During the Bosnian War, from 1992 to 1995, 2.2 million people became refugees or were internally displaced. Over half of those were ethnic Bosniaks, fleeing the fighting and the ethnic cleansing campaign conducted by Bosnian Serb forces. According to various estimates, over 700,000 people sought refuge in countries outside of Yugoslavia, making it the largest exodus in Europe since World War II.
What these staggering numbers don’t reveal, however, are the true lived experiences of the refugees who were upturned by war and fighting and had to flee their homes to escape the violence. A new exhibition in Vienna, which opened on September 14 in the Central Library on the Gürtel, seeks to uncover precisely the personal stories of trauma, loss, and survival of the people who fled the Bosnian War to come to Austrian capital.
With some 100,000 refugees admitted into the country during the war, and around 85,000 of them Bosniaks, Austria was one of the hotspots of the refugee crisis caused by the Yugoslav civil wars. Two-thirds stayed in Austria permanently and many settled in Vienna.
But according to the curators of the exhibition, Vida Bakondy and Amila Širbegović, the experiences and the stories of these refugees are underrepresented in the history of Vienna and Austria.
“They have become too much valued colleagues at work, but hardly anyone is interested in their lives before fleeing and after arriving in Vienna,” they say.
Now, 25 years after the end of the war, the exhibition, titled After the Escape (Nach der Flucht) traced the biographies of fourteen Viennese originally from Bosnia through personal items and memorabilia.
“The objects shown build a bridge between their lives before their escape and afterwards. They convey insights into individual experiences of war, flight and new beginnings,” say the exhibition’s organisers.
As they point out, war and fighting can take everything away from people. For those who had to flee, once they are declared refugees, only memories of their past lives and multi-layered identities remain.
Through the personal stories and objects, the exhibit charts and tries to make sense of these losses that come with being a refugee — loved ones, home, belongings and memory, personal property, social status, civic rights.
The stories also stand for survival and the right to remember.
Testament to the survival and integration of the Bosnian War refugees in Austria is Alma Zadić, a Green party politician who became the country’s justice minister in January this year. In addition to being the first justice minister with an immigrant background, she is also the youngest ever.

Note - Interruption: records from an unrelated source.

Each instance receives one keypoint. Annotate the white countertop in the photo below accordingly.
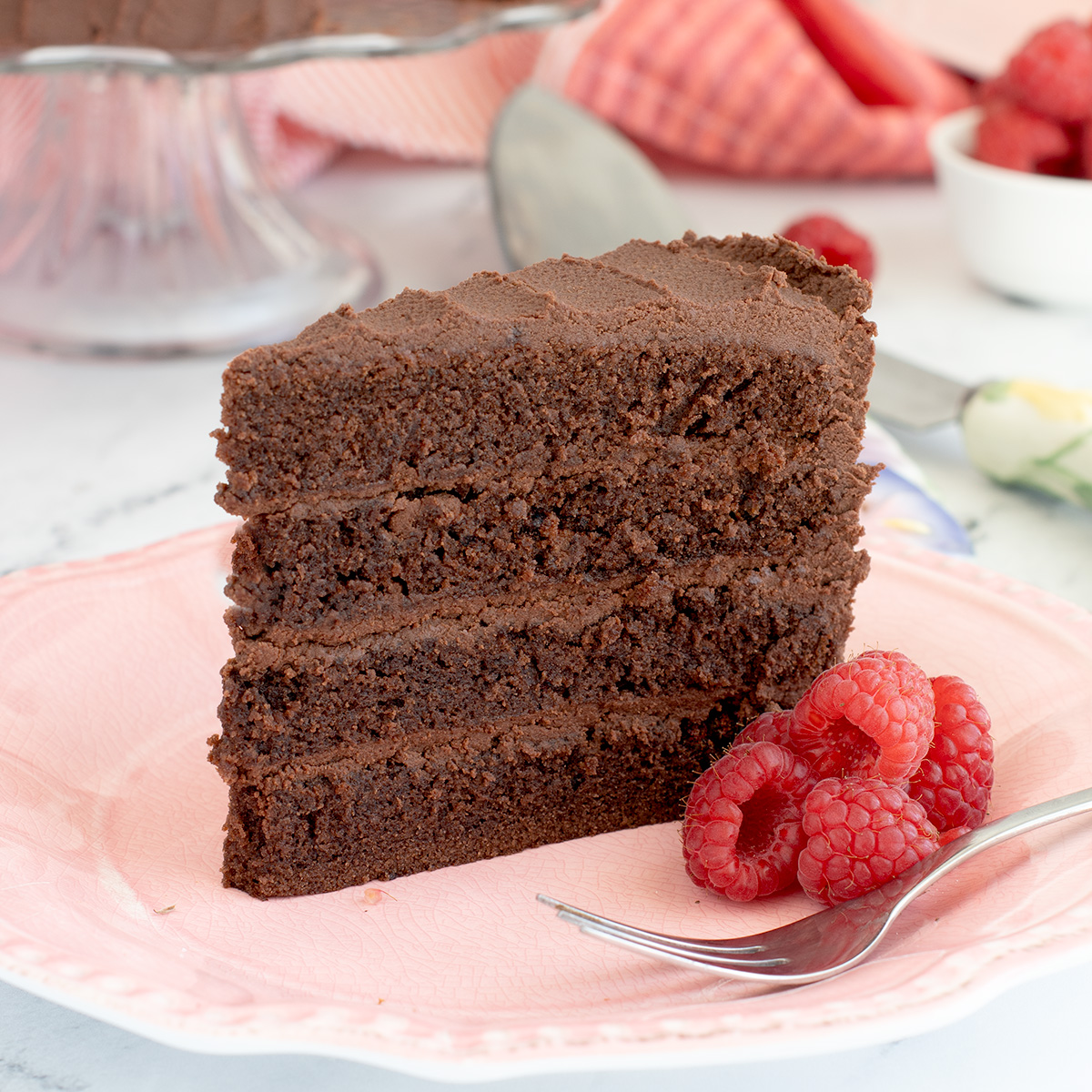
(102, 457)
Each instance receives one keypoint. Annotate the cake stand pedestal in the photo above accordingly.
(140, 222)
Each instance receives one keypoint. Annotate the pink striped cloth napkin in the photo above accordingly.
(765, 88)
(768, 88)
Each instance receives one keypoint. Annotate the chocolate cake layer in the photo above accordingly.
(347, 823)
(378, 562)
(349, 410)
(650, 647)
(520, 555)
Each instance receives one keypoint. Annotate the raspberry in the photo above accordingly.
(1086, 151)
(831, 239)
(953, 834)
(742, 833)
(861, 834)
(956, 774)
(869, 718)
(1013, 136)
(1052, 74)
(769, 727)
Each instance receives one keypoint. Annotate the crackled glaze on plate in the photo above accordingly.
(109, 855)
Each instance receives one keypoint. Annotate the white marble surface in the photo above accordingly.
(101, 457)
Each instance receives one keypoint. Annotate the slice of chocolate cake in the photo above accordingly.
(520, 556)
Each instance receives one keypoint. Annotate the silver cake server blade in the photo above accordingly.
(1019, 431)
(905, 394)
(565, 183)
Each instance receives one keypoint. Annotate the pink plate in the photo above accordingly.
(109, 855)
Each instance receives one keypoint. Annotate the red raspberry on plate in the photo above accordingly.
(742, 833)
(831, 239)
(767, 727)
(869, 718)
(861, 834)
(1052, 72)
(956, 774)
(1013, 136)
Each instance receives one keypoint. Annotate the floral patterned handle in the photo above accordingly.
(1026, 432)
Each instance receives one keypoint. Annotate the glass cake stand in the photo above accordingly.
(140, 222)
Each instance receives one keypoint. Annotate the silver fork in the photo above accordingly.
(833, 940)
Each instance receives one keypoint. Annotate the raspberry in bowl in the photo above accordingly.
(1015, 172)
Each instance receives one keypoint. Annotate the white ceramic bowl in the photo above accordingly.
(1027, 236)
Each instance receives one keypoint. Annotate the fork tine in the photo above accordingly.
(709, 962)
(669, 948)
(607, 928)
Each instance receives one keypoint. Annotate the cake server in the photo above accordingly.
(1019, 431)
(565, 183)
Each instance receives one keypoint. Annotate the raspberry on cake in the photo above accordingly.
(869, 718)
(956, 774)
(518, 556)
(861, 833)
(742, 834)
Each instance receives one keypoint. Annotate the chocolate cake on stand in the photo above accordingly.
(139, 219)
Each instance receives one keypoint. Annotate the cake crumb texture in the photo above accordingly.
(520, 557)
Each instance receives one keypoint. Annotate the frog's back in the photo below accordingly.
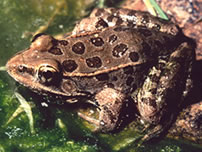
(112, 49)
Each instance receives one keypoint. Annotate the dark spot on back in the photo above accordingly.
(119, 50)
(134, 87)
(128, 70)
(145, 19)
(99, 12)
(97, 41)
(145, 32)
(102, 77)
(131, 24)
(132, 13)
(112, 38)
(55, 51)
(110, 85)
(78, 48)
(110, 18)
(146, 47)
(119, 21)
(114, 78)
(37, 35)
(94, 62)
(101, 24)
(158, 44)
(69, 65)
(156, 27)
(129, 81)
(134, 57)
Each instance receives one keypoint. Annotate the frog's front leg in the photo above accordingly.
(110, 102)
(162, 92)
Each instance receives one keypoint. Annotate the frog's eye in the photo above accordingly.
(48, 75)
(37, 35)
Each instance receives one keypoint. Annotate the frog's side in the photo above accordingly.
(151, 65)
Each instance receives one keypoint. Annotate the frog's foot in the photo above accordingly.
(163, 90)
(110, 103)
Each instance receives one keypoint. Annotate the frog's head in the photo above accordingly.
(41, 70)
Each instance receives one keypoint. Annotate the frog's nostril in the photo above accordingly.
(21, 68)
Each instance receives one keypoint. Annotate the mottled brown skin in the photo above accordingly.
(126, 54)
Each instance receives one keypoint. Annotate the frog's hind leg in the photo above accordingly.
(163, 90)
(110, 102)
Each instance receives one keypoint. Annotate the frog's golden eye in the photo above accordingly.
(37, 35)
(48, 75)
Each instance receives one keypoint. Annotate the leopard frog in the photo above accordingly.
(119, 54)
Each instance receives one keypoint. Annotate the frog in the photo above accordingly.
(123, 54)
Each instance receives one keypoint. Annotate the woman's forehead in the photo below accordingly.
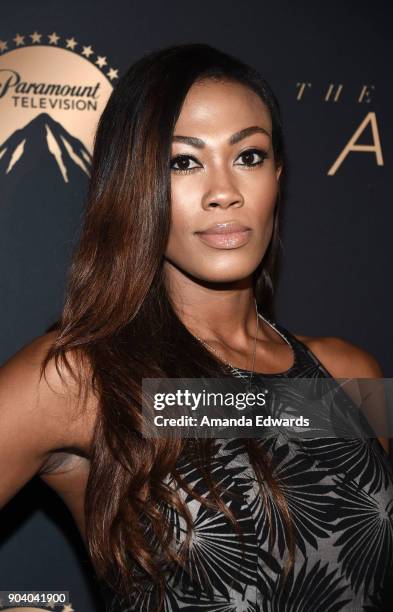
(212, 103)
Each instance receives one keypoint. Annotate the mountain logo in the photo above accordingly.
(52, 92)
(45, 134)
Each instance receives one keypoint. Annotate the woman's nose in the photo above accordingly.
(222, 191)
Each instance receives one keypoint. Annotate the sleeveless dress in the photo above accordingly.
(340, 495)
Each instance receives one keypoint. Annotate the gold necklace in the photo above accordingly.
(254, 351)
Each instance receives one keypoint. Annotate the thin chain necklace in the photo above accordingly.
(254, 350)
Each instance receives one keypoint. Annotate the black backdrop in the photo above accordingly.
(329, 64)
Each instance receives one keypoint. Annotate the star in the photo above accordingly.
(87, 51)
(113, 74)
(19, 40)
(71, 43)
(101, 61)
(53, 38)
(35, 37)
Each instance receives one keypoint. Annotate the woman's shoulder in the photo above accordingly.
(49, 404)
(343, 359)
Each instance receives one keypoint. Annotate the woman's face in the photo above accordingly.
(222, 170)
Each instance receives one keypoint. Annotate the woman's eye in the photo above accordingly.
(253, 157)
(182, 164)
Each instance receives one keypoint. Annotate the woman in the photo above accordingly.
(174, 277)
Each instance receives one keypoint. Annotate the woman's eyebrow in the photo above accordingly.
(199, 143)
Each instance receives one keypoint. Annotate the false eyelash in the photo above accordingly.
(263, 154)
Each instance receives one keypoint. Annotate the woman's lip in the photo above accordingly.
(225, 241)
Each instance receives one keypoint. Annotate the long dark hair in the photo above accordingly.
(118, 315)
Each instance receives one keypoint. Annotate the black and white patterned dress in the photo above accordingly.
(340, 495)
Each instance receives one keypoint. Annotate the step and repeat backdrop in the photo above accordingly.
(59, 62)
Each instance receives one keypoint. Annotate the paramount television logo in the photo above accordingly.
(52, 93)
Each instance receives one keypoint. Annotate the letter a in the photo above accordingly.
(352, 146)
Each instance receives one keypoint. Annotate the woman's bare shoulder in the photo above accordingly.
(343, 359)
(50, 401)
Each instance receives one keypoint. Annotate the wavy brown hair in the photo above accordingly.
(119, 315)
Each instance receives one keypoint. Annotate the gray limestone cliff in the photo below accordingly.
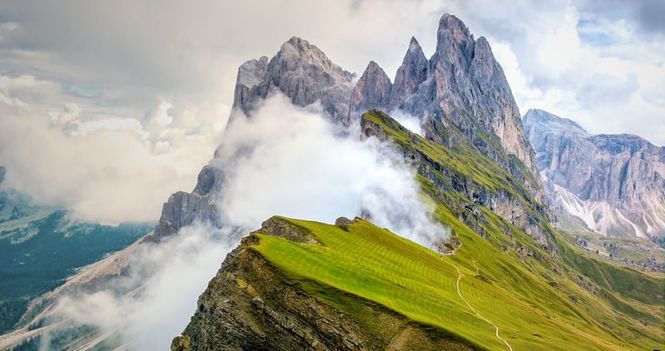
(303, 73)
(615, 183)
(461, 86)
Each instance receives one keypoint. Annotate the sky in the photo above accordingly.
(108, 107)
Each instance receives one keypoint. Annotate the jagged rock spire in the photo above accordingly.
(410, 75)
(303, 73)
(371, 91)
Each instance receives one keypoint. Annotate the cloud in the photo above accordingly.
(105, 169)
(283, 160)
(158, 295)
(290, 161)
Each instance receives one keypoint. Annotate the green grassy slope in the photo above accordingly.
(558, 298)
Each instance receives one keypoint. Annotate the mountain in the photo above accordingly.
(461, 96)
(295, 284)
(507, 278)
(614, 183)
(41, 246)
(462, 87)
(302, 72)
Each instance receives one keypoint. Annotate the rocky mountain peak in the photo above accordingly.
(452, 30)
(371, 91)
(614, 183)
(461, 85)
(303, 73)
(455, 43)
(409, 76)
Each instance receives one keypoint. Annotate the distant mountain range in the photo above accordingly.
(614, 183)
(506, 278)
(41, 246)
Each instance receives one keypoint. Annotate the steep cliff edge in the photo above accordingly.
(297, 284)
(614, 183)
(251, 304)
(461, 86)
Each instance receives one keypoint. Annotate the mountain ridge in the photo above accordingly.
(615, 183)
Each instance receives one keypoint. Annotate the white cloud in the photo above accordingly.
(105, 169)
(289, 161)
(168, 279)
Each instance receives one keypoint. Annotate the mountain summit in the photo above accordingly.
(302, 72)
(461, 86)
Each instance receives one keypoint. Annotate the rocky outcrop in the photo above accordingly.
(184, 208)
(614, 183)
(409, 76)
(445, 169)
(303, 73)
(373, 89)
(460, 86)
(252, 305)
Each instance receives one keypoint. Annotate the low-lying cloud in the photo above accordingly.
(290, 161)
(282, 160)
(103, 169)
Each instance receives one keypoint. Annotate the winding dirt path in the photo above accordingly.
(496, 328)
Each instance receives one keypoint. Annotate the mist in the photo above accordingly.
(283, 160)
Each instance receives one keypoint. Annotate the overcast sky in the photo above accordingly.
(104, 101)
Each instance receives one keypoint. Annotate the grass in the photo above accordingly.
(558, 298)
(377, 265)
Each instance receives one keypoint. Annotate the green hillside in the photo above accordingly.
(541, 296)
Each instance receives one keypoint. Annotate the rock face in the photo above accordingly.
(460, 86)
(373, 89)
(300, 71)
(250, 305)
(184, 208)
(614, 183)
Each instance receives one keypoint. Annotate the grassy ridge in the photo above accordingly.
(379, 266)
(540, 299)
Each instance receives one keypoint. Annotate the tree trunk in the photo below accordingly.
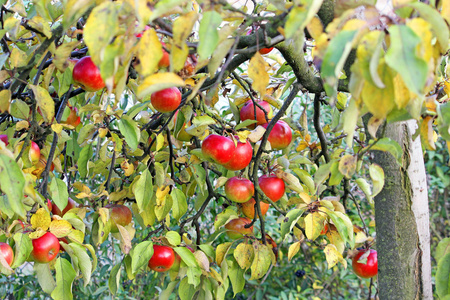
(402, 220)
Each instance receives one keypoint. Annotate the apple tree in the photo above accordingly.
(195, 140)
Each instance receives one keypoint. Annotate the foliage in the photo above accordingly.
(326, 74)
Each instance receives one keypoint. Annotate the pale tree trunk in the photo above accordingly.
(402, 220)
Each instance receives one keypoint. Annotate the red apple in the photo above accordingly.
(7, 253)
(166, 100)
(70, 204)
(241, 157)
(119, 215)
(4, 139)
(45, 248)
(367, 268)
(35, 152)
(162, 259)
(248, 112)
(87, 75)
(272, 186)
(239, 189)
(72, 119)
(236, 228)
(281, 135)
(248, 208)
(218, 148)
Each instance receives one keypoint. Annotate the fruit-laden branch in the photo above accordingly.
(257, 160)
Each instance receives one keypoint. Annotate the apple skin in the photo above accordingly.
(70, 204)
(241, 157)
(218, 148)
(281, 135)
(368, 270)
(4, 139)
(239, 189)
(248, 208)
(87, 75)
(45, 248)
(248, 112)
(236, 228)
(166, 100)
(272, 186)
(119, 214)
(163, 258)
(7, 253)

“I wanted to show that diversity and cohesion make us strong. When I fled to Austria as a ten year old girl with my family because of the war in Bosnia and Herzegovina, we were accepted. Now I’m in politics to give society back what I got – opportunities!,” she says.
The After the Escape exhibit runs until November 14, and is organised by the Initiative Minderheiten, an organisation promoting the coexistence of minorities in Austria.